Olympic star throws tomahawk for victory
Ryan Summerlin December 15, 2012
As tough as it was to watch the loved and revered Scotty Lago go down twice in two runs in the men’s snowboard halfpipe, it was equally exciting to see the legendary Shaun White claim the Dew Cup from Louie Vito in Saturday’s finals event.
Vito, who was last year’s snowboard superpipe Dew Cup winner, stomped his first run to put him initially in first place with a 90.00. With incredible amplitude for a smaller guy, his run included three back-to-back 1080s that seemed to be the staple of the upper echelon riders.
Then, along came White, who hit a backside air at least 20 feet over the pipe’s edge and sailed into the rest of his nearly flawless run before executing his backside 1260 double mctwist (also known as the tomahawk) without error. He finished the run with a backside alley-oop and was awarded a 95.25 by the judges.
Vito needed to step it up in the second run, but when he attempted the 1260 rotation, a trick that even the announcers didn’t know he had in his arsenal, he didn’t quite complete and went down.
“It’s great. I came here to do well. I had a weird time in semis,” White said, referring to his second-place finish on Friday, which had fans questioning what he would do Saturday. “To shake that off and win today with the snow and the slow pipe and everything and the injury, I didn’t know how I was going to hold up. It’s good.”
Both men and women encountered variable conditions in their back-to-back, live broadcast events. Lago, who was on the top heading into the finals, may have been the most disadvantaged as he faced flat light and relatively heavy snow on both runs. Still, he didn’t land his risky and difficult switch cab double cork 1080 either time he tried it, going down fast on both his final runs.
By the time White entered his second run, it was only Lago who could have bumped him off the podium. He was a little nervous, too. He hadn’t seen Lago’s run.
“I don’t know, I know he doesn’t have the (tomahawk), so I felt like I was confident my first run would hold, but you never know. I was a little disappointed I didn’t make my second run; I didn’t know what Scotty had in store.”
Still, White “felt great.”
“I’ve never felt better. Once you get in a great score … the goal is to defend it. For me, (the second run) was a really great run. I tried something I normally don’t do at the bottom and it didn’t work out,” he said, referring to his alley-oop backside 900 rodeo, in which the pipe won over the athlete.

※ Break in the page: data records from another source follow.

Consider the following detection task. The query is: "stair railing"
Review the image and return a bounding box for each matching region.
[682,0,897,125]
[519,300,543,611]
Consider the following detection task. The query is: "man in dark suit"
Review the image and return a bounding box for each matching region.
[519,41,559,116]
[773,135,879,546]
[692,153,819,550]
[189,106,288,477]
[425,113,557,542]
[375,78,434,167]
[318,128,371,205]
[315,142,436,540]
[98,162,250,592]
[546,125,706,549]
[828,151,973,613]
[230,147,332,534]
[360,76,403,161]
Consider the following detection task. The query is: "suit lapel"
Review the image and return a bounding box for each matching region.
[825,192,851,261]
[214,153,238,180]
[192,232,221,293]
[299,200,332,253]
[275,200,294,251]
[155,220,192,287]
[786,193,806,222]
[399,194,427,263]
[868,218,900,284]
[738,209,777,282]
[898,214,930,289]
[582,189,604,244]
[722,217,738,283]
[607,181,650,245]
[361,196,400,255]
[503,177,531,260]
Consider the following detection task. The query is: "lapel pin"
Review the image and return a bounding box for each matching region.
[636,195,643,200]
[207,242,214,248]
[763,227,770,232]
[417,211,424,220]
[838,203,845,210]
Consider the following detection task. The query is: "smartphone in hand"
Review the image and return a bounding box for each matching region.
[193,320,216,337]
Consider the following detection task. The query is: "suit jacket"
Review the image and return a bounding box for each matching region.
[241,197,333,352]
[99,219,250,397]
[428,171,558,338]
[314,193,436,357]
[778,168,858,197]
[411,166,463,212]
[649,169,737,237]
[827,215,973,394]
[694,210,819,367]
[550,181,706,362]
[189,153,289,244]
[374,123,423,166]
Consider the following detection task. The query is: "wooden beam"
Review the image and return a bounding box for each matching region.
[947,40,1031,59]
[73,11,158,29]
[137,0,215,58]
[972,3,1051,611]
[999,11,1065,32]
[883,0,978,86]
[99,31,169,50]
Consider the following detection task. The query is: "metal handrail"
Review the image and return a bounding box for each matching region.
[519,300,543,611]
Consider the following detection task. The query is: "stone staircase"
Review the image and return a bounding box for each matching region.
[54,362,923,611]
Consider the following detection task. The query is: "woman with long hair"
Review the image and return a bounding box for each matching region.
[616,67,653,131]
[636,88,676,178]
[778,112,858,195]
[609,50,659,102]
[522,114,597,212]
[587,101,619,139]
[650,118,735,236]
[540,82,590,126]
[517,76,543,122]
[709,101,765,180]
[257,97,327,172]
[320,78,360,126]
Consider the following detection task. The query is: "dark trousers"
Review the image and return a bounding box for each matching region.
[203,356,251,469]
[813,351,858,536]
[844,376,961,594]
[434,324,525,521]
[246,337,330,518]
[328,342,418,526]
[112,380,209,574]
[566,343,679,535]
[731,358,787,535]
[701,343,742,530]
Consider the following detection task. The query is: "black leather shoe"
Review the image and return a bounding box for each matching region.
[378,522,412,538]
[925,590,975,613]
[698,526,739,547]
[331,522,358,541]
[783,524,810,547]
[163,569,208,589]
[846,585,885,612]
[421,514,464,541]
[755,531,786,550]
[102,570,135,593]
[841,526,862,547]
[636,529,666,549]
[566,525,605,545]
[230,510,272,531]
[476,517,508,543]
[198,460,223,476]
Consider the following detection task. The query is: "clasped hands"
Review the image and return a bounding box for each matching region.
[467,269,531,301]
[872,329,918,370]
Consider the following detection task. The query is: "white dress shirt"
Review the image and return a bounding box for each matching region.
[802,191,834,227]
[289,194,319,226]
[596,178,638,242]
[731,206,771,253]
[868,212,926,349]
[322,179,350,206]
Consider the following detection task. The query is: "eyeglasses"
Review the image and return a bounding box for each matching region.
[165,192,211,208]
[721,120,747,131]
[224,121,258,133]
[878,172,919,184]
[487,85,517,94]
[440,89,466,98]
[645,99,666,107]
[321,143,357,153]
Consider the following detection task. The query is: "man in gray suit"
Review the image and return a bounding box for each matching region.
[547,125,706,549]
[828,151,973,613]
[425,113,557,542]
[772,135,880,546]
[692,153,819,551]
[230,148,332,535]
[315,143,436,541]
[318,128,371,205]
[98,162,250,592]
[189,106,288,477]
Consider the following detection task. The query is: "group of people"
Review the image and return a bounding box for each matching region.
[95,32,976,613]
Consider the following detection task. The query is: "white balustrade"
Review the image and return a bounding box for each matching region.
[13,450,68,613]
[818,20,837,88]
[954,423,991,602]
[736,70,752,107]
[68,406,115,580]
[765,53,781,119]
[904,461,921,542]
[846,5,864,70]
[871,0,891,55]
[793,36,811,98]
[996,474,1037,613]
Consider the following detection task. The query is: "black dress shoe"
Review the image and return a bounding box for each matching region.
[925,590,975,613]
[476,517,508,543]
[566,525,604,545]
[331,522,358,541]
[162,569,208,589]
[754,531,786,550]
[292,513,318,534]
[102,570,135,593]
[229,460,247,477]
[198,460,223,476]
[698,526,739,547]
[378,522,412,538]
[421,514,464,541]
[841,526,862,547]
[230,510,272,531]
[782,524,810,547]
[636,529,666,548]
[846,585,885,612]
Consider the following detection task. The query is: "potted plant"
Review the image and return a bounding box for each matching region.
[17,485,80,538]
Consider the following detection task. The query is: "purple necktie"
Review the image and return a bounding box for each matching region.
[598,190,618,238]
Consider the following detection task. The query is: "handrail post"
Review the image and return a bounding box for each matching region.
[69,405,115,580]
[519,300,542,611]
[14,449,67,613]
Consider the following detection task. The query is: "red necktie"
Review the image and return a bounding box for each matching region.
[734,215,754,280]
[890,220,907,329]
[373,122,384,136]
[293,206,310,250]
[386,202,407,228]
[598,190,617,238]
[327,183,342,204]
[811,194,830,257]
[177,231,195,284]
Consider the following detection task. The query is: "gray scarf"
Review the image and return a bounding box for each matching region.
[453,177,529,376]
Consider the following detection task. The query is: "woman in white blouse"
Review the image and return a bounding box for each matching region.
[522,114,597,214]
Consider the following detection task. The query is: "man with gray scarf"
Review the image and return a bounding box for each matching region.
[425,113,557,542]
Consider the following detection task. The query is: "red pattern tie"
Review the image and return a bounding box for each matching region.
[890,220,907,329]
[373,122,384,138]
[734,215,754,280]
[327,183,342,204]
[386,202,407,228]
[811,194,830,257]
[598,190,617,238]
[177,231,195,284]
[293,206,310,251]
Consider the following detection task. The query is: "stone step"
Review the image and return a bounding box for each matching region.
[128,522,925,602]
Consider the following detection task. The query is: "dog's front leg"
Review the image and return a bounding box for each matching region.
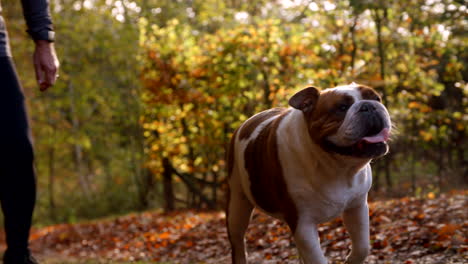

The 1080s were a favorite of the judges, as indicated by Japan’s Taku Hiraoka’s third-place finish with a front 900 into a back 900 followed by three 1080s in a row, landing him an 81.50 overall.
Breckenridge local Brett Esser, in sixth place going into finals, had the support of the crowd, but he lost his edge in the beginning of the first run, putting him at the back of the pack with a 16.25. In his second run, he looked to be a contender, throwing a front 1260 but putting his hand down to complete the rotation. His run included back-to-back 1080s with plenty of amplitude with 900s to boot, but the hand down and other errors gave him an initial score of 61.25 and eighth place heading into the final run.
As the victor, Shaun White sees the Dew Cup as a solid start to his season. At 26 years old, he was the oldest in the men’s halfpipe finals field, but it doesn’t seem to be slowing him down.
“It’s a little weird,” he said. “It’s good. I feel like I’m still hitting my prime. I’ve never felt more confident or more in tune with my riding. … I’ll take it as a compliment, I guess.”